The latest AMD Catalyst drivers come with a Catalyst A.I. option which spurred controversy among hardware enthusiasts who considered it an acceptable cheat due to its effect on image quality.
The Catalyst A.I. interface includes an option to change "Texture Filtering Quality" to "High Quality", "Quality", or "Performance", with "Quality being the default setting.
The "High Quality" setting doesn't utilize any optimization and produces uncompromised image quality which reflects the designers' intentions faithfully; the other two settings however introduce varying levels of optimization and introduce little artifacts and changes to the produced images.
AMD's decision to make "Quality" the default setting even though it utilizes optimizations that affect the produced images is what spurred the controversy. Most 3D enthusiasts believe that the default driver settings should produce unaltered images, but AMD seems to believe that the optimizations introduced at that optimization level introduce no visible changes to the produced images.

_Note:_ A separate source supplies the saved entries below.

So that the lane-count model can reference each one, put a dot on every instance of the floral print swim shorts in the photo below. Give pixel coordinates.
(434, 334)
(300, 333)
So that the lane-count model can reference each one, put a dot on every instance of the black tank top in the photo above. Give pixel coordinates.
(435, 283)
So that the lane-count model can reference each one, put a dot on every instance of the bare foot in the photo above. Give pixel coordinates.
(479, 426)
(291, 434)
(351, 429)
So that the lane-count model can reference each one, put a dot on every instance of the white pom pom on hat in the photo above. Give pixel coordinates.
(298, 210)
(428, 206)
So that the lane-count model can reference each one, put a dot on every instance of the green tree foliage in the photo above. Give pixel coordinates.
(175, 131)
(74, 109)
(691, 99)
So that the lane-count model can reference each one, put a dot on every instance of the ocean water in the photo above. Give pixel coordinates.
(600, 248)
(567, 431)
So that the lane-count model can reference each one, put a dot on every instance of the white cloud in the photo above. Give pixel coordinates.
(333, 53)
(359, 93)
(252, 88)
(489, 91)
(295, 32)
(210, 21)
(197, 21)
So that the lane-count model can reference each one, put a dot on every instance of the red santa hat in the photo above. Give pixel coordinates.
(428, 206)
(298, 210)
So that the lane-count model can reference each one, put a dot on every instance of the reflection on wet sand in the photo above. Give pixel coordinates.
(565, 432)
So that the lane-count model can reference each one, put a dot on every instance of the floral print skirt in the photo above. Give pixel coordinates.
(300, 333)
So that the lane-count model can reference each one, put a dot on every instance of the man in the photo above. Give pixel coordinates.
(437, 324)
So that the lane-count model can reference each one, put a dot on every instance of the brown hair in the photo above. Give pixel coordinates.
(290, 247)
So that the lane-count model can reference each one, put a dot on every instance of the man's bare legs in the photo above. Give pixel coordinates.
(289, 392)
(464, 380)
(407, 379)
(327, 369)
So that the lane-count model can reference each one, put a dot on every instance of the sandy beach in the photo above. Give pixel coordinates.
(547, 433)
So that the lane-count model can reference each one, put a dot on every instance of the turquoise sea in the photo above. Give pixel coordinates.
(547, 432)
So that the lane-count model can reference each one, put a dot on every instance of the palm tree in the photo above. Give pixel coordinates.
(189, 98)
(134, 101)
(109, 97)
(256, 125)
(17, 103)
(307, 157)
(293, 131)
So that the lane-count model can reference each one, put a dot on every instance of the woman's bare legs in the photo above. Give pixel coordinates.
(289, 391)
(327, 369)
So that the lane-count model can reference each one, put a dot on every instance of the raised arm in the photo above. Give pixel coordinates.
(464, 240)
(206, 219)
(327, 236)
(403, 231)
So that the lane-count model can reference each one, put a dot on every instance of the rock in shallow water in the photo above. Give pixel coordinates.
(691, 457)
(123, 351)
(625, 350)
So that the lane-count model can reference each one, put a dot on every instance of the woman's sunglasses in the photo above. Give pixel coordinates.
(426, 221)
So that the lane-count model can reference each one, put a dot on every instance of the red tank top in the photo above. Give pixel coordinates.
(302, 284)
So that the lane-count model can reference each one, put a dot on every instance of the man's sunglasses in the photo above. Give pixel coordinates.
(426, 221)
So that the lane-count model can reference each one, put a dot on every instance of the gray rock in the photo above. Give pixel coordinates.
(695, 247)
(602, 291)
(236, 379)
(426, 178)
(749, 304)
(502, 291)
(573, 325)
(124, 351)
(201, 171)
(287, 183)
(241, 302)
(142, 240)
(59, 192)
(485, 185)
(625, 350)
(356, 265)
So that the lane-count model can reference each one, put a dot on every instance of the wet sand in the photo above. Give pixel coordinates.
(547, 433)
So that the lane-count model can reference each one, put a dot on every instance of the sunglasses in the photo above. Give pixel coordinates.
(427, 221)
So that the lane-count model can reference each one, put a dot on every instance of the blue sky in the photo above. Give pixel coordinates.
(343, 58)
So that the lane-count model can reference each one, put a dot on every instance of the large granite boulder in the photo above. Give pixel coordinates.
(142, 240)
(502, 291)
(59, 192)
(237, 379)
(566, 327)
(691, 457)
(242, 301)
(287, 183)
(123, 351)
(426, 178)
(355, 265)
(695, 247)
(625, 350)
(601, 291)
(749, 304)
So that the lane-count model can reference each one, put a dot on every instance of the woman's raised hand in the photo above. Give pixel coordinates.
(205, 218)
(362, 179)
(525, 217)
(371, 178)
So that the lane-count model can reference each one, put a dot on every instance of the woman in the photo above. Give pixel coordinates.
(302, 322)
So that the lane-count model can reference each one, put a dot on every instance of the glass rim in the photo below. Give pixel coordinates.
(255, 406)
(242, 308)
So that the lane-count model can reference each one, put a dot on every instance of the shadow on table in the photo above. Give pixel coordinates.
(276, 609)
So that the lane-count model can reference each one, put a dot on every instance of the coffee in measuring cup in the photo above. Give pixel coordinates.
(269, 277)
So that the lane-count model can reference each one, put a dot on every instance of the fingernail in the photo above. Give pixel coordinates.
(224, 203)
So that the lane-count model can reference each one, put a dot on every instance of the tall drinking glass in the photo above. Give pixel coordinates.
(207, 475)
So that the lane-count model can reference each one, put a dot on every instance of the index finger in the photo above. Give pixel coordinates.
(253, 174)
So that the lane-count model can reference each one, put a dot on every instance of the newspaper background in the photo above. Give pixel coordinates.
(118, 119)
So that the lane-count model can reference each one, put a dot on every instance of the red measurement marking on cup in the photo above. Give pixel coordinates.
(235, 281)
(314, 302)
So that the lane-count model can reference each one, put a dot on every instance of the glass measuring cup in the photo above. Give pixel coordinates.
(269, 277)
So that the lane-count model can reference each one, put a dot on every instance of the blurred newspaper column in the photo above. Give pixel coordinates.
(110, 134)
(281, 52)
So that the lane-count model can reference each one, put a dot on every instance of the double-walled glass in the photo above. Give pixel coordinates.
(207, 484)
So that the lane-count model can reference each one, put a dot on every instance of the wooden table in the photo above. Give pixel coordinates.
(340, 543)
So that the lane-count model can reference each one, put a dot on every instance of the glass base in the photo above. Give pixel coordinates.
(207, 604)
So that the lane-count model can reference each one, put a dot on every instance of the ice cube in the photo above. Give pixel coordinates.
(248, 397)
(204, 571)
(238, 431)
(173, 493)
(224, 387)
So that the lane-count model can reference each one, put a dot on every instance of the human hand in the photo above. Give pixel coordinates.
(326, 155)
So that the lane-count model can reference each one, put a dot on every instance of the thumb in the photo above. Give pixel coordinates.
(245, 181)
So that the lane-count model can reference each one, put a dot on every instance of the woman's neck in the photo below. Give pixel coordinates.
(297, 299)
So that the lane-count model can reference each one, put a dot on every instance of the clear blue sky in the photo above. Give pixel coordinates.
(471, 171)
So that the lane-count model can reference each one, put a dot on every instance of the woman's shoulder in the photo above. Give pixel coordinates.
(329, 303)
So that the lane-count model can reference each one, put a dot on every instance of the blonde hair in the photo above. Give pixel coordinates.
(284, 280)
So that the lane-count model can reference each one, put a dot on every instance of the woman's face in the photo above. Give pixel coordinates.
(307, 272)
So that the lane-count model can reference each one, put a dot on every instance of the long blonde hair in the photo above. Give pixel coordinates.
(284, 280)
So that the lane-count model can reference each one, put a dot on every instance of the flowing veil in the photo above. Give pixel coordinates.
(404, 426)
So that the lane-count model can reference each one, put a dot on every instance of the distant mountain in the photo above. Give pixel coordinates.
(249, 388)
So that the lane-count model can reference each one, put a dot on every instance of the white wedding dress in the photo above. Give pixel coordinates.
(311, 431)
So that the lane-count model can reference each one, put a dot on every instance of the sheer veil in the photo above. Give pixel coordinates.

Guru3D and 3DCenter have tested the optimizations and artifacts introduced by the "Quality" setting and noted that "in environments with a lot of depth, say a road with a textured grid at the end of that road you would be able to spot some anomalies, but only if you look really carefully and with the scene properly lit."
Guru3D has recorded a 3 to 5 fps increase in Dirt 2 and Far Cry 2 when run at "Quality" level instead of "High Quality."